Due to leverage, for someone with 20% equity in a house, a 3.24% gain on house price becomes a 16.2% gain on equity. Of course, a 3.24% loss on house price becomes a 16.2% loss on equity.

Note also that the cost of renting the money, property tax, homeowner insurance, and maintenance replaces rent and renter insurance in the household budget. While these amounts may not be equal (and are often higher in the homeowner case), the replacement of rent and renter insurance does mean that these carrying costs of houses come at some discount.

Obviously, this does not mean that buying a home means easy money. But it does explain why so many people did gain a lot of home equity wealth, while others got wiped out.

For most people who buy homes, home ownership is an unavoidable high risk investment with high potential rewards and losses due to leverage. Most homeowners’ investments are also highly overconcentrated in their homes, due to little savings and investments of other types.

Just put us in the column of those who have earned an awful lot via real estate investing - far more than we could have elsewhere without hindsight clairvoyance on a few stocks. With our rentals I appreciate tenants who pay the expenses for us while also adding to our retirement fund, but not all of our investing is rental property. Tenants cover insurance, taxes, repairs, the complete mortgage (including interest), and are building our personal equity - all packed into their rent - with just a relatively minor investment on our part.
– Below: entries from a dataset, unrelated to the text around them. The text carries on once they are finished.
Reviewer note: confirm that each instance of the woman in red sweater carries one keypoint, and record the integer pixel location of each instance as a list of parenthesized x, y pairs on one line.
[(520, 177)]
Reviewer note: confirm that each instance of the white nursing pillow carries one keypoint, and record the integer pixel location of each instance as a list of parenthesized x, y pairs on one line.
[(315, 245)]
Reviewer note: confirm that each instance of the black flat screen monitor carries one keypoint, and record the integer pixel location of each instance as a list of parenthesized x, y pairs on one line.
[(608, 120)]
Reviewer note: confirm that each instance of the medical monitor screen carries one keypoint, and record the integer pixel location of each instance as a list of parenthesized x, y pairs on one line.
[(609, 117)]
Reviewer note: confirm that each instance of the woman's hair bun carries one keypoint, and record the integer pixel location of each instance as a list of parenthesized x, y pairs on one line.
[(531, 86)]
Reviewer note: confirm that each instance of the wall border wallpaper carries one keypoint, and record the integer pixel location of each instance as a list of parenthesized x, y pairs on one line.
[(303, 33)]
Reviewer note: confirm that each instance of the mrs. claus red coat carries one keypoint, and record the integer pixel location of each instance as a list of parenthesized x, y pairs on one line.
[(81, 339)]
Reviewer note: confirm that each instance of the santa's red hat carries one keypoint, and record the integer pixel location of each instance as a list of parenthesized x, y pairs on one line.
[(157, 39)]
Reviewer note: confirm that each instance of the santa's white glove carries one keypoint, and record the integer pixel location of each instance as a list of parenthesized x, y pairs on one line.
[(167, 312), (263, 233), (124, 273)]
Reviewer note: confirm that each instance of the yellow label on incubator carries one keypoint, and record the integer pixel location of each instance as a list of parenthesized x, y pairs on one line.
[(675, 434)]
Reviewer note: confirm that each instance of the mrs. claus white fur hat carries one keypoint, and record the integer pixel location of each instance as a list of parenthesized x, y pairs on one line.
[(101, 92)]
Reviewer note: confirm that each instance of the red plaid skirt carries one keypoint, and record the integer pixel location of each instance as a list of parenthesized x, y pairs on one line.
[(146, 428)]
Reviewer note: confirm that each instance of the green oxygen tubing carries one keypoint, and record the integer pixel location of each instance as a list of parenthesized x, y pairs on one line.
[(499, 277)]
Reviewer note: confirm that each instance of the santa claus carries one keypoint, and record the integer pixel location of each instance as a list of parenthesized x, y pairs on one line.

But as with any investment, YMMV, so do your homework. Not all houses, lots, or general locations are good investments in the same way that not all stocks are terrific. In general, any investment is a gamble.

"why is it seen by many people as morally righteous for an educated parent to stay home with the kids, but morally corrupt for a dual-earner family to spend one earner’s salary on private school and fancy camps or vacations? Aren’t both families just allocating their resources (time/money) toward what they value most? Why the judgement of that latter family for earning and spending their money? "

I don’t judge either choice (or others) as long as those folks aren’t whining about not having enough $$ or affording college, etc. Everyone prioritizes their spending but there are needs (shelter, food, clothing) and then there are wants. Differentiate between the two and own it and you’ll get no judgment from me. I just don’t want to here someone whining when they make decent $$, spend beyond their means, and then whine about it. :smiley:

^^^ I agree. Spending what you have on what you want is no big deal to pretty much anyone. Enjoy the car, food, vacation, or whatever indulgence you like. It’s only when people of any income buy wants, then claim poverty for other things (like needs) that folks get annoyed and judgmental. It’s the same way for the person going to a pricey concert, then not being able to afford food so hitting the food bank, the man who put the milk back when he found out he couldn’t buy both that and his cigarettes and diapers for his kid, and the mother who told our school she didn’t have the money for a $5 field trip for her son because she was going on a week long trip to the Bahamas - so could he go for free under a scholarship program?

All of those are examples I know personally and yes, all adult humans involved were judged. I felt sorry for the lad when he couldn’t go on the field trip due to a crappy mother… but apparently this was normal behavior for her so no one was allowed to chip in the $5 for him (again).

Income doesn’t matter. Responsible ways of spending it do. It’s actually good that so many opt for different choices as it’s those choices that keep our world running. If no one bought English show ponies, a good part of my non-working life would have been impossible. By raising and selling them I’ve enjoyed years with ponies… but they certainly aren’t something everyone needs or can afford. Some folks have to make the choices to spend money there.